20 Maio até 20 Junho

Manuel Falcão

Um piano

Exposições

Espaço Quadrado

Madeira, cordas, teclas, martelos, pedais. Um piano é feito disto. São 88 teclas que fazem os martelos bater
nas cordas e assim produzir o som que se transforma em música pelas mãos do pianista. O som do piano
tem um apelo único e saber tocá-lo dá trabalho, exige estudo e persistência, seja qual for o género de música escolhida, da popular à erudita. Mas o piano tem outra característica: a música que sai das suas teclas vive entre os espaços de vazio, traduzido no silêncio que faz a ponte entre as notas, com diversas cadências, intensidade e ritmos. Creio que é no dosear do silêncio que se entende o virtuosismo do pianista. São as suas mãos, o movimento dos seus dedos, a intensidade com que tocam as teclas que fazem nascer a música. Estas fotografias são o retrato de um piano e das mãos que o põem a tocar. Nasceram a pensar imagens no meio de leituras de Jorge de Sena e Rainer Maria Rilke. “A música é só música, eu sei. Não há outros termos em que falar dela a não ser que ela mesmo seja menos que si mesma”, escrevia Sena. E Rilke perguntava: “Que estás a tocar, rapaz? O que tocas atravessou jardins com muitos passos, o que o ciciar ordenou”. Ou: “E porque de qualquer modo passam por eles como por coisas, têm de cantar. E então ouve-se ainda um belo cantar”.

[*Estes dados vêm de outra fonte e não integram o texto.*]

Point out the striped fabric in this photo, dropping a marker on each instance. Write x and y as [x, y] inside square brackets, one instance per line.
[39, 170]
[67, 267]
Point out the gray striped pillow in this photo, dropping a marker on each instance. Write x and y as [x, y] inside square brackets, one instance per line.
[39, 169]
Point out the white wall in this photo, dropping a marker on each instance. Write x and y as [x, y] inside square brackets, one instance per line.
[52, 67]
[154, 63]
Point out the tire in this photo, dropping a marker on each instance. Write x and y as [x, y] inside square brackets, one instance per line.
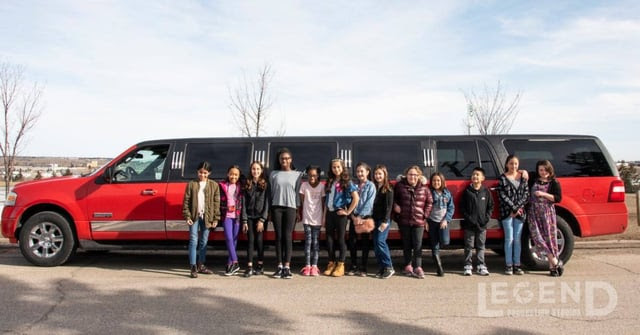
[538, 261]
[46, 239]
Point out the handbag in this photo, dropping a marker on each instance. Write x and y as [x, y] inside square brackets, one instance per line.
[363, 225]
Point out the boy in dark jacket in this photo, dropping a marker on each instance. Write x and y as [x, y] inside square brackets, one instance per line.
[477, 206]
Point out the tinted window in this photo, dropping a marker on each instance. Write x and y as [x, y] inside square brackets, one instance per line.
[396, 155]
[143, 165]
[220, 155]
[304, 154]
[457, 159]
[570, 158]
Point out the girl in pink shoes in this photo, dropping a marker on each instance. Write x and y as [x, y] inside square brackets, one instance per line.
[231, 211]
[412, 205]
[312, 198]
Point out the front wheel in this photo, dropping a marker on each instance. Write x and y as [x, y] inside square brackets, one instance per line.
[536, 259]
[46, 239]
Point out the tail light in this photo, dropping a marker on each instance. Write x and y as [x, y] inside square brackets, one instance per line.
[616, 192]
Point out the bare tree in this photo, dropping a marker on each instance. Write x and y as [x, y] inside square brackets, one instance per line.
[22, 109]
[491, 111]
[251, 103]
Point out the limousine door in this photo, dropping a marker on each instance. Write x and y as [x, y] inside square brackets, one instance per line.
[129, 201]
[456, 159]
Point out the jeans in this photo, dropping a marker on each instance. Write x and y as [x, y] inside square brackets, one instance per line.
[231, 230]
[284, 220]
[477, 239]
[359, 241]
[254, 239]
[380, 246]
[336, 226]
[437, 236]
[311, 244]
[412, 244]
[512, 240]
[198, 238]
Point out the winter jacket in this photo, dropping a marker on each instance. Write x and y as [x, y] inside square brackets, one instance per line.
[255, 204]
[476, 207]
[512, 198]
[211, 202]
[415, 203]
[223, 199]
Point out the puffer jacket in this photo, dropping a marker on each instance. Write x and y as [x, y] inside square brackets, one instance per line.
[415, 203]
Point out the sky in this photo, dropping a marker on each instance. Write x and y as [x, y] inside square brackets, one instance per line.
[116, 73]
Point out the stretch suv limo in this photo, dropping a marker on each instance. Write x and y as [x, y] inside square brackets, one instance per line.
[135, 200]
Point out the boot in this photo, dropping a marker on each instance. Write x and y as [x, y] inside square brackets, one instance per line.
[194, 271]
[439, 270]
[339, 270]
[330, 267]
[203, 269]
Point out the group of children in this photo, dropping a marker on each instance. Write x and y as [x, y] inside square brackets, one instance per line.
[284, 199]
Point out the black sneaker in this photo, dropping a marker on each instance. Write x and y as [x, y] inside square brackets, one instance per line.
[235, 267]
[517, 270]
[286, 273]
[388, 272]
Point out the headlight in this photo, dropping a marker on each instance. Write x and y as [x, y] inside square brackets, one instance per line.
[11, 199]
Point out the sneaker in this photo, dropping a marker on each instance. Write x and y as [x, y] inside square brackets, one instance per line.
[518, 270]
[387, 273]
[278, 273]
[508, 270]
[408, 270]
[286, 273]
[235, 267]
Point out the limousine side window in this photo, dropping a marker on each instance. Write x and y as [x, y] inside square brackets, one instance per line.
[304, 154]
[457, 159]
[395, 155]
[143, 165]
[570, 157]
[220, 155]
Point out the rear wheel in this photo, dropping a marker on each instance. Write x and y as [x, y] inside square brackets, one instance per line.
[46, 239]
[536, 259]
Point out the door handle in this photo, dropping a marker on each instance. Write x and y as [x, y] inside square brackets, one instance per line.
[149, 192]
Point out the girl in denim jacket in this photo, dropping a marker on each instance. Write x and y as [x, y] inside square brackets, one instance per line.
[438, 220]
[231, 211]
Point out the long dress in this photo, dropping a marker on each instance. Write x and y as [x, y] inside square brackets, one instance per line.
[542, 221]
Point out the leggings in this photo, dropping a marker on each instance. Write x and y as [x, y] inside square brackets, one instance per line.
[254, 239]
[359, 241]
[284, 220]
[231, 230]
[412, 244]
[336, 226]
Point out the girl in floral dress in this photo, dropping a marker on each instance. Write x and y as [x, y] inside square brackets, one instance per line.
[545, 192]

Acredito que a voz do piano, o seu canto, nasce das mãos de quem o toca. Estas mãos que, sem parar, despertam as teclas.

Manuel Falcão
Março 2026

Agradecimentos:
Nuno Vieira de Almeida
Dalila Pinto de Almeida
Agostinho Gonçalves

Apoio
Black Box

Manuel Falcão iniciou-se no jornalismo pela fotografia e ao longo de duas décadas desenvolveu a sua carreira como repórter e redactor. Foi fundador do Blitz e de O Independente, trabalhou nas Agências Notícias de Portugal e Lusa, no Expresso, no Se7e e na Visão, entre outros. Realizou vários programas de rádio. Dirigiu as áreas de produção de TV e de novas edições da Valentim de Carvalho e foi director do canal 2: da RTP. Foi também Presidente do Instituto Português de Cinema, Director do Centro de Espectáculos do CCB e administrador da EGEAC. Durante 15 anos foi Director-Geral da agência de meios Nova Expressão. Em 2013 fundou a editora Amieira Livros, dedicada à fotografia, e em 2020 criou a SF Media onde desenvolve os seus projectos pessoais. É membro do colectivo fotográfico CC11 e nos últimos anos tem voltado a ficar a sua atenção na fotografia.